Five Quick Rounds 06.17.14: UFC 174, Gangsters Don't Die, They Just Retire, More
Posted by Evan Zivin on 06.17.2014
From Chael Sonnen's drug test failure and subsequent retirement from MMA to the results of UFC 174 and Bellator's new "World Title Pool," 411's Evan Zivin examines these stories and more in Five Quick Rounds!
Hey hey, fight fans, and welcome back to Five Quick Rounds! I am your host, Evan Zivin, and I am more excited than the Jon Fitch Curse to be here once again!
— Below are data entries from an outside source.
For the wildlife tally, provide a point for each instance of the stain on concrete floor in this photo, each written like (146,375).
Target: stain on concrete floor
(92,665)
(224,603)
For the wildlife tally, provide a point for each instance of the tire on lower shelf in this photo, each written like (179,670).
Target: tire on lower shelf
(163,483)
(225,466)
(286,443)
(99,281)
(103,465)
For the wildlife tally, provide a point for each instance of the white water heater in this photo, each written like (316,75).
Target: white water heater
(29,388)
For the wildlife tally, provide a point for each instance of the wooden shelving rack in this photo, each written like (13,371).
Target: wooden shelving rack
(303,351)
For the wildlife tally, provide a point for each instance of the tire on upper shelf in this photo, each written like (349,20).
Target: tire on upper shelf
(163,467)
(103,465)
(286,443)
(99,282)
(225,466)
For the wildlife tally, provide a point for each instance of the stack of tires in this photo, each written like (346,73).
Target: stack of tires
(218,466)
If there was such a thing as a "Jon Fitch Curse" in the past, it would have been akin to something like "being the second best fighter in your weight class but never being considered for a title shot because you already got beat by the champion and you aren't entertaining enough as a fighter or a personality to be given a rematch by your money-grubbing boss." If that wasn't a curse, then what Fitch is experiencing right now, and what World Series of Fighting is dealing with in finding him an opponent for their July 5th card, has to be. Fitch was originally going to headline WSOF 11 against Rousimar Palhares in a Welterweight Championship fight. Those plans changed when Palhares' Mother's Day present turned out to be him pulling out of the fight. WSOF kept Fitch on the card and matched him up with the debuting Jake Shields in what was, at the very least, a slightly intriguing match-up. That changed when Shields pulled out with an injury and was replaced by Josh Burkman, the man who choked Fitch unconscious in Fitch's WSOF debut. It wasn't a title fight but a rubber match between those two would have been fun. Now, we've learned that Burkman is out with an injury and has been replaced with longtime veteran Dennis Hallman, the man known for beating Matt Hughes twice back in the Stone Age and also for having his penis poke out of his speedo on live Payperview. Well it's...uh...better than nothing? Then again, Fitch fighting nobody would draw in the same number of viewers, if not more. Still, props to WSOF for the clutch matchmaking. I look forward to seeing who Fitch's next opponent will be after Hallman has to pull out.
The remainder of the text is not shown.